Why kinetic energy does not equal 0.5MS^2

[seasnake]

0.5 S^2 = 2 sum of all (Ad) + (So)^2.

 

currently accepted Ke = 0.5MS^2

 

where: S = speed, or velocity; A = acceleration; d = interval distance; So = initial speed = speed at time zero; M = mass; and Ke = kinetic energy

 

Adding all kinetic energy values on a moment by moment bases differs from kinetic energy calculated during the same amount of time, i.e. the sum of parts does not equal the whole by the currently accepted kinetic energy formula as any change in the value of any variable during the passage of time will mathematically result in a discrepancy due to the improper multiplication of mass. Simply multiplying mass to 0.5 velocity squared is bad math as it is a violation of relativity.

 

Explained in an example, if 60 seconds equals an hour, the sum of all seconds divided by 60 should equal how many hours have passed. If it doesn't, the sum of all parts (seconds in this example) will not equal the amount of hours that have passed and relativity between seconds and hours is violated.

 

0.5MS^2 calculated on a per second bases, added up, and converted to hours, does not equal 0.5MS^2 calculated on a per hour basis, as mass for any object in motion, existence, is not a constant (motion results from energy that is being used, all objects in existence have molecular half-lives).

 

[edit]Blatant plug for own book removed by Buffy[/edit]

 

Copyright 2007; Adam Pellegrino: all rights reserved.

[Buffy]

Please tell us why we should care?

 

Note that we frown on people barging in and using this site for free advertising and publicity. If we find you're not Adam Pelligrino himself, the copyrighted content will be removed.

 

This is a place for discussion, not pontification. If you don't start an actual discussion here, the entire thread is likely to be removed.

 

So, tell us, what are you trying to say?

 

Thank you for your cooperation,

Buffy

[snoopy]

Hello seasnake,

 

A lot of what you are saying doesnt make much sense. The newtonian equation for kinetic energy doesnt work in relativistic situations and you have to use einsteins equation for kinetic energy

an explantion can be found here

en.wikipedia.org/wiki/Relativistic_mass

but for everyday objects newtons equation is fine its only a problem for small fast moving objects.

 

(sorry I couldnt post the full link as I have to reach a post count of ten before im allowed to do that)

[Farsight]

I'm sorry seasnake, but it does.

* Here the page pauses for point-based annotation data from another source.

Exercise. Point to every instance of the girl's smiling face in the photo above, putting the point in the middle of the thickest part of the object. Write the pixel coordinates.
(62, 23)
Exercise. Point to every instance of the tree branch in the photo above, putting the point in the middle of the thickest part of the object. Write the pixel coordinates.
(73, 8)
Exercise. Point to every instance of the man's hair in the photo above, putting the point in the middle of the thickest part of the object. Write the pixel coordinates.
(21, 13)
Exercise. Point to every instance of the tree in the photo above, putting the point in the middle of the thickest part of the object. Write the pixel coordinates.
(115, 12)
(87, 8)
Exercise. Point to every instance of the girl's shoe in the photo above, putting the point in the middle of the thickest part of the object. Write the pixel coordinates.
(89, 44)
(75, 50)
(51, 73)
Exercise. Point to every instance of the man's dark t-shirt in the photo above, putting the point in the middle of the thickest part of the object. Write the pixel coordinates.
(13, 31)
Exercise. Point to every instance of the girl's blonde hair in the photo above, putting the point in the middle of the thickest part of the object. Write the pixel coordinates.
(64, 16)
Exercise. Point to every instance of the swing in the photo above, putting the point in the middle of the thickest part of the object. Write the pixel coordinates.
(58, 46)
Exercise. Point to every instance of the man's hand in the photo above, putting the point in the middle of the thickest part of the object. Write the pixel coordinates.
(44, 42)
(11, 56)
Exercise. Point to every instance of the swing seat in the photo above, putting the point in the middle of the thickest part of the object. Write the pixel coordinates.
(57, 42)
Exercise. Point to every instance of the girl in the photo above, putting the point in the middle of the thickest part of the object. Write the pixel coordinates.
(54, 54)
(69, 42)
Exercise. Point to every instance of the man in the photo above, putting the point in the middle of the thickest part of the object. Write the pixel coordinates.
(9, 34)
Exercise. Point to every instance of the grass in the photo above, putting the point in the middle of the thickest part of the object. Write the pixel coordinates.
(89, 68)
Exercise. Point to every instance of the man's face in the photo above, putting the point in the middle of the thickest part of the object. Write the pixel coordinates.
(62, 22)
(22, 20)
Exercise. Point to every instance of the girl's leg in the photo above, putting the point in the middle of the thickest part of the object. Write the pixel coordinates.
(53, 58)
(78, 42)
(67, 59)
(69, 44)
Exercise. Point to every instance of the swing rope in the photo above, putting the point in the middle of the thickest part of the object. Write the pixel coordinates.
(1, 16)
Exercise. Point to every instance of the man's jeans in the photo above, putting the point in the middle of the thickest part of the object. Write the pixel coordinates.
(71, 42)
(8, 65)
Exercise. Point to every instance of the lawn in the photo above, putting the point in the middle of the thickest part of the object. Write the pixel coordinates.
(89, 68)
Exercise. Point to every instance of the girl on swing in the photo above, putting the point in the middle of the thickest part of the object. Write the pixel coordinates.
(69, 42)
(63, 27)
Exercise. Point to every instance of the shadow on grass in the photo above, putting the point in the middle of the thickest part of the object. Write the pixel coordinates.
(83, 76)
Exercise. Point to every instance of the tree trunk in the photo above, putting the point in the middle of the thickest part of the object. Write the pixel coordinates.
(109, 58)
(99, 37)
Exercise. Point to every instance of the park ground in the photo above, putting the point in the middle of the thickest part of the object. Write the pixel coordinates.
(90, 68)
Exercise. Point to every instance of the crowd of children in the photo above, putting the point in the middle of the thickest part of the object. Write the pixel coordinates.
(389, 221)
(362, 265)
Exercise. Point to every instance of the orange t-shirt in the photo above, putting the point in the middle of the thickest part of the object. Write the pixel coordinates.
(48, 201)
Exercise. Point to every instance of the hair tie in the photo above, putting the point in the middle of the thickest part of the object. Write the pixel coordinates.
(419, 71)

I've thought long and hard about this. The reason it's ½mv² is because there's an integral here. That's what kinetic energy is all about. Read ENERGY EXPLAINED v2.1 and check out this excerpt:

 

Consider a 10 kilogram cannonball, in space, travelling at 1000 metres per second. We talk about how much kinetic energy this cannonball has. We talk about KE=½mv² and we do the maths and get five million Joules. But what has the cannonball really got? Its mass seems real enough, I hefted it into my spaceship this morning before I took off. And its motion seems real enough too, because one false move and it’ll be smashing through my viewscreen taking my head off. To find out more, I take a spacewalk to place a thousand sheets of cardboard in the path of my cannonball. Each sheet of cardboard exerts a small braking force, slowing the cannonball to a halt. This takes two seconds. We know that the cannonball will punch through more cardboard in the first second than in the second second, because it’s slowing down. So we deduce that a cannonball travelling at 1000m/s has more than twice the kinetic energy of one travelling at 500m/s. We can do the arithmetic for each second, then slice the seconds up finer and finer, and we end up realising that the ½v² is the integral of all the velocities between v and 0. But what we don’t realise is that kinetic energy is a way of describing the stopping distance for a given force applied to a given mass moving at a given velocity. You can flip it around to think about force times distance to get something moving. Or you can think in terms of damage. But basically that cannonball has “got” kinetic energy like it has “got” stopping distance.

 

It’s similar with momentum. That’s a different way of looking at the mass and the motion, based on force and time instead of distance or damage. We look back to our cannonball and cardboard, and we know by definition that in the first second the same amount of time passed as in the second second. So we realise that a cannonball travelling at 1000m/s has twice the momentum of one travelling at 500m/s. But what we don’t realise is that momentum is a way of describing the stopping time for a given force applied to a given mass moving at a given velocity. A cannonball has “got” momentum like it has “got” stopping time.

[Jay-qu]

Hes right, it doesnt equal 1/2 M v^2 - that is non-relativistic Kinetic energy but is a perfectly good approximation for values <<c.

[ErlyRisa]

what's the big deal....I thought this was common knowledge.

 

--but it's still a perfectly fine formula for everyday tasks....just like quantum physics is a perfectly fine approximation for the observation of elemental interiors.

 

...what would be an interesting formula is...

 

E= m(v1-v2)^2 ....yes we could use Einstein equations ---but why bother.